En effet, la France et le Mali ne sont pas sur la même ligne. Florence Parly, la ministre française de la Défense, qui a accordé une interview parue le 16 novembre dans Jeune Afrique, ne partage pas du tout son avis. «Nous avons des informations factuelles montrant qu’il ne s’agissait pas d’otages. Nous nous sommes donc expliqués très franchement avec les autorités maliennes. Je crois pouvoir dire que cette question est derrière nous», a-t-elle estimé.
Emmanuel Macron en visite officielle à Burkina Faso le 28 novembre, n’a-t-il pas déclaré à une étudiante que les forces armées nationales ne méritaient que des hourras ? «Vous ne devez qu’une chose pour les soldats français, les applaudir.
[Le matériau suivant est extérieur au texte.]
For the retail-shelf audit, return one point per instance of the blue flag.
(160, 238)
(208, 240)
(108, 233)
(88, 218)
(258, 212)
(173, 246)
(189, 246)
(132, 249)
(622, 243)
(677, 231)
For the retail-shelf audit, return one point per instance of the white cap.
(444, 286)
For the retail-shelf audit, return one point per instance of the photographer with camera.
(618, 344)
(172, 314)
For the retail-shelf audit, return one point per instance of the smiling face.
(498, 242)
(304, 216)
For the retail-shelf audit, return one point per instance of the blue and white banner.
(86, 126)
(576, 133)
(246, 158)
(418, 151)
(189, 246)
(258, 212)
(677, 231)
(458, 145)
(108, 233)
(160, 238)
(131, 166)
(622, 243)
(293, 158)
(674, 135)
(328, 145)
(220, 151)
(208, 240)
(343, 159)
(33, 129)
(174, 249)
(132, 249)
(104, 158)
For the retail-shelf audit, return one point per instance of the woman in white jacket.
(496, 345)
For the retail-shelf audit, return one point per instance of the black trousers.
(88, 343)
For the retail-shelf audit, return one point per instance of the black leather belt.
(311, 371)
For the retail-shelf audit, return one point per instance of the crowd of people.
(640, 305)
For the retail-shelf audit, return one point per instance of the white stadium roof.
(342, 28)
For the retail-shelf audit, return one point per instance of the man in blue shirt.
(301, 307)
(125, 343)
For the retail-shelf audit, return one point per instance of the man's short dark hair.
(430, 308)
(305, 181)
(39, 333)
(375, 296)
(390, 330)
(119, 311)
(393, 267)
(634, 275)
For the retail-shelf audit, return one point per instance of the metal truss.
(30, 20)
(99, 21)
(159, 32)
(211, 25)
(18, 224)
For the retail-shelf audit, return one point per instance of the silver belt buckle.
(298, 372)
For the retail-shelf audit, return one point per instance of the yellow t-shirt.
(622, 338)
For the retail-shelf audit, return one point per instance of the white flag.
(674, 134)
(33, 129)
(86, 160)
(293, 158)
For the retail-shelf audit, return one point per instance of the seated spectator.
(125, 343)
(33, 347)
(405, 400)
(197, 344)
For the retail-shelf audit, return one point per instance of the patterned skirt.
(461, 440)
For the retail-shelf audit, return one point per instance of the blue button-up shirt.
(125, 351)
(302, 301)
Ils sont là aux côtés de vos soldats, des soldats de la région pour combattre les djihadistes», s'était-il félicité.
Le document qui met à mal la version française
Mais un document tend à montrer que les forces françaises ont déjà admis leur bavure il y a bien longtemps, sans toutefois la clamer haut et fort. En effet, une réunion a eu lieu entre le ministre de la Défense malien, Tiéna Coulibaly, l'ambassadrice de France au Mali et le général représentant de Barkhane au Mali fin octobre.
Suite à cette entrevue, un communiqué a été publié le 31 octobre par la République du Mali, confirmant que «les militaires maliens, détenus par des terroristes, ont trouvé la mort». Le texte précise que les reconnaissances menées pendant la phase de préparation «n’ont pas permis de déceler la présence des militaires maliens». Il conclut que l’Armée française a admis ses torts : «Tirant les leçons de cette tragédie, les deux parties ont convenu d’améliorer leur communication afin d’éviter la survenue d’un tel événement déplorable dans le futur.» Alors pourquoi ces contradictions, l'absence totale d'excuses ou de contre-enquête de la part des autorités françaises ?
L'imbroglio remonte à la nuit du 23 au 24 octobre, lorsqu'un raid anti-terroriste de l'opération Barkhane avait fait 13 morts à Abeïbara, un nid de djihadistes situé dans la région de Kidal, dans le nord-est du pays. Le groupe de soutien à l’islam et aux musulmans, (JNIM), faction djihadiste à l’œuvre dans la région, qui avait capturé les onze militaires de la force Barkhane s’est immédiatement fait entendre pour signaler une bavure, clamant pouvoir apporter toutes les preuves.
Mais depuis le début, la ligne de l'état-major français est d’affirmer qu’il s’agissait bien de djihadistes. Le 27 octobre, un point presse avait permis à l'état-major de dévoiler le succès prétendu de l'opération et de juger que les assertions du JNIM sur la mort des 11 soldats étaient de la «propagande», dans des propos rapportés par AP. Un tweet avait aussi relayé l’opération et confirmé la mort d’un «groupe armé terroriste» ainsi que la saisie d’un vaste arsenal le 27 octobre.
Lancée le 1er août 2014, l'opération Barkhane conduite par les armées françaises, établit un partenariat avec les principaux pays de la bande sahélo-saharienne pour lutter contre les groupes armés terroristes.